NTTデータ経営研究所山口重樹社長、そして、産業技術総合研究所の本村陽一先生に、因果と価値構造のモデル化というテーマでお話をお伺いする機会をいただきました。
データ分析において「相関」は明らかですが、実は、その裏にある「因果」を探ることが重要です。特にビジネスの現場で価値を創出するには、「因果」に注目して本質をつかむことが不可欠です。様々な事象間の因果関係を可視化する「ベイジアンネットワーク」というモデルに触れながら、因果推論とビジネスへの活用についてお伺いします。

(左)株式会社NTTデータ経営研究所 代表取締役社長 山口重樹 様
(中央)国立研究開発法人 産業技術総合研究所 人工知能研究センター 首席研究員 本村陽一 様
(右)ファシリテーター 株式会社NTTデータ数理システム 取締役 小木しのぶ

Profile:山口 重樹 様
株式会社NTTデータのコンサルティング&マーケティング本部長、ITサービスペイメント事業本部長、取締役常務執行役員、代表取締役副社長を経て、現在は顧問。株式会社NTTデータ経営研究所および株式会社クニエ代表取締役社長を務める。経営戦略にテクノロジーを生かす独自のコンサルティングメソッドの策定・普及、社員の意識改革活動を積極的に推進し、数々の書籍を執筆。ビジネスリーダーのデジタル変革を支援する。
Profile:本村 陽一 様
国立研究開発法人産業技術総合研究所にて、長く人工知能技術や機械学習、確率モデルの研究、ベイジアンネットワークソフトウェアの開発やその応用技術と社会実装のご研究に携わる。2015年に設立された産業技術総合研究所 人工知能研究センター副センター長を経て、現在は首席研究員ならびに人工知能技術コンソーシアム会長を務める。東京工業大学大学院特定教授、神戸大学客員教授、人工知能学会理事。研究のみならずビジネスへの適用にも積極的に取り組み、AIベンチャーで CTO の経験もあり、企業との共同研究も200件以上の実績を持つ。

AI を活用した Society 5.0 の実現

小木 お二人の昨今の取り組みからお伺いしたいと思います。まずは本村先生、お話しいただけますでしょうか。

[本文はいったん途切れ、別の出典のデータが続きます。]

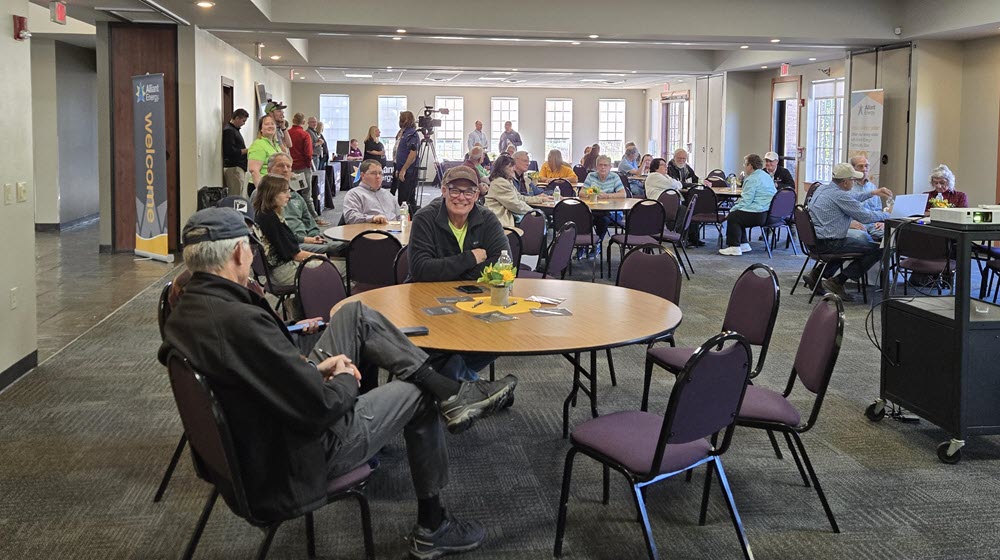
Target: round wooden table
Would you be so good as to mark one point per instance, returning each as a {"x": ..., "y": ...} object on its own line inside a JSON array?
[{"x": 603, "y": 317}]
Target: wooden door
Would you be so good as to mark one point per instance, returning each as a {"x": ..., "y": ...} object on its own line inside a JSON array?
[{"x": 135, "y": 50}]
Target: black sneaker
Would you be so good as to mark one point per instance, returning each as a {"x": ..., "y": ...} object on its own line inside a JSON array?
[
  {"x": 476, "y": 399},
  {"x": 451, "y": 537}
]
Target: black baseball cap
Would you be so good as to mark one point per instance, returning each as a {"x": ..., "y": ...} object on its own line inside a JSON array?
[{"x": 215, "y": 224}]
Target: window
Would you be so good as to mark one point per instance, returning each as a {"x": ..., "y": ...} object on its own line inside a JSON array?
[
  {"x": 502, "y": 109},
  {"x": 559, "y": 127},
  {"x": 827, "y": 127},
  {"x": 335, "y": 114},
  {"x": 389, "y": 108},
  {"x": 448, "y": 137},
  {"x": 677, "y": 125},
  {"x": 611, "y": 127}
]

本村 私は、産業技術総合研究所の人工知能研究センターで、現在、Society 5.0』[1]のための人工知能技術と社会実装の取り組みを進めています。
産業技術総合研究所の前身である電子技術総合研究所に入所したのが1993年で、ちょうど30年前となります。当時は2回目のAIブーム、また2回目のニューラルネットワークブームでもありました。ただしこの時点では、まだ一般には、いわゆるインターネットやビッグデータの普及が進んでいませんでした。そのため、非常に限られた研究のためのデータで、データ分析技術としてベイジアンネットワークの開発をスタートし、その実証において非常に苦労もしてきました。
その後、インターネットが本格的に普及し、2010年頃からビッグデータという言葉も一般的になりました。その頃、産業技術総合研究所ではサービス工学研究センターという組織で、サービスの研究をするプロジェクトが進んでいました。このなかで、ベイジアンネットワークを使って、実際の小売の現場で ID と紐づいた売上データ、購買履歴データなどから確率モデルを自動的につくる取り組みを実施し、非常に実効性のある結果なども出てきました。
そして今は、AI の本格的な普及に伴い、AI を使うことでデータが履歴として残るというサイクルが始まっています。これらを活用した、本格的な Society 5.0 の実現のための研究プロジェクトを進めているところです。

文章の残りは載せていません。